Per fortuna Joinville ci viene in soccorso, mostrandoci alcune sfaccettature del re che ci permettono di ricavare qualcosa della sua personalità, anche grazie all’uso di aneddoti che conferiscono verosimiglianza alla sua narrazione; ma prima di addentrarci nella descrizione del re-uomo fatta dal siniscalco della Champagne è necessario spendere qualche riga per comprendere meglio la nostra fonte.
Jean de Joinville e il Livre des saintes paroles et des bons faiz de nostre saint roy Looÿs[4].
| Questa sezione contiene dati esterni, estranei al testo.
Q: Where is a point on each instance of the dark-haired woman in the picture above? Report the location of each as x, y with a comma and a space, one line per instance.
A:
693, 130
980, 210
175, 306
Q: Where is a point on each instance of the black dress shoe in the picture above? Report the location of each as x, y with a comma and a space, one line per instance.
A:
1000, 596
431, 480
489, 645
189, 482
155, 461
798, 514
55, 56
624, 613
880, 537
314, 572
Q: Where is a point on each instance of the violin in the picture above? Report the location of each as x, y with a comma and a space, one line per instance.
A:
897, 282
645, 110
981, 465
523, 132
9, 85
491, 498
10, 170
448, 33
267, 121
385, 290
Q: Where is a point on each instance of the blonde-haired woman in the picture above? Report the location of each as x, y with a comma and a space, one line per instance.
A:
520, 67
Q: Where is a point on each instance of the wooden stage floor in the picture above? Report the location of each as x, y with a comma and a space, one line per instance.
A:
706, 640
Chi era Jean de Joinville? Joinville nasce probabilmente nel 1224, quando Luigi IX aveva già dieci anni. A differenza della maggior parte degli agiografi e dei biografi del re santo, Joinville è un laico: cresce nella corte del suo signore, Tebaldo IV di Champagne, e a diciotto anni diventa siniscalco della Champagne. Incontrò per la prima volta il re quando era ancora un giovane scudiero, il 24 giugno 1241 a Saumur in occasione dell’armatura a cavaliere del fratello di san Luigi, Alfonso conte di Poitiers, e lo seguì nella crociata in Egitto del 1248, partendo da Marsiglia e raggiungendo il re a Cipro. Era un signore di media importanza, non faceva parte della stretta cerchia dei consiglieri “istituzionali” del re e non possedeva enormi ricchezze, tanto che prima di partire dovette dare in garanzia gran parte delle sue terre. Rimase con san Luigi fino al 1254, quando tornarono in Francia, e rifiutò di prender parte alla spedizione del 1270 a Tunisi, nella quale il re morì. Nel 1282 fu ascoltato dall’arcivescovo di Rouen, Guillame de Flavacourt, e dal domenicano Jean de Samois come testimone nel corso dell’inchiesta per la canonizzazione di san Luigi, ma ormai era già uscito dalle grazie dei successori del suo santo amico. In occasione dell’elevazione del corpo di Luigi IX a Sanit-Denis, il 25 agosto 1298, fu però indicato dal frate domenicano che guidava la cerimonia come testimone fondamentale per la sua canonizzazione. Morì il 24 dicembre del 1317, alla veneranda età di 93 anni.
Il Livre des saintes paroles et des bons faiz de nostre saint roy Looÿs gli fu commissionato dalla regina Jeanne della Champagne e di Navarra, moglie di Philippe IV il Bello. L’opera è però dedicata a suo figlio Luigi, il futuro Luigi X le Hutin, re di Francia dal 1314, in quanto Jeanne morì a Vincennes il 2 aprile 1305, quattro anni prima che Joinville avesse terminato la stesura del suo testo. Essendo stato a stretto contatto con Luigi IX, soprattutto durante i sei anni della sua prima crociata, Joinville è testimone oculare di gran parte del suo racconto, e solo per l’infanzia del re e per la sua morte si basa su attestazioni di terzi. Per quanto concerne la crociata di Tunisi e la morte del sovrano, suo referente è il conte Pierre d’Alençon, settimo figlio di san Luigi, nato nel 1251 nei pressi di Acri e morto nel 1284, ben 25 anni prima che Joinville completasse il suo volume, il che rafforza il ruolo della memoria nell’opera del siniscalco.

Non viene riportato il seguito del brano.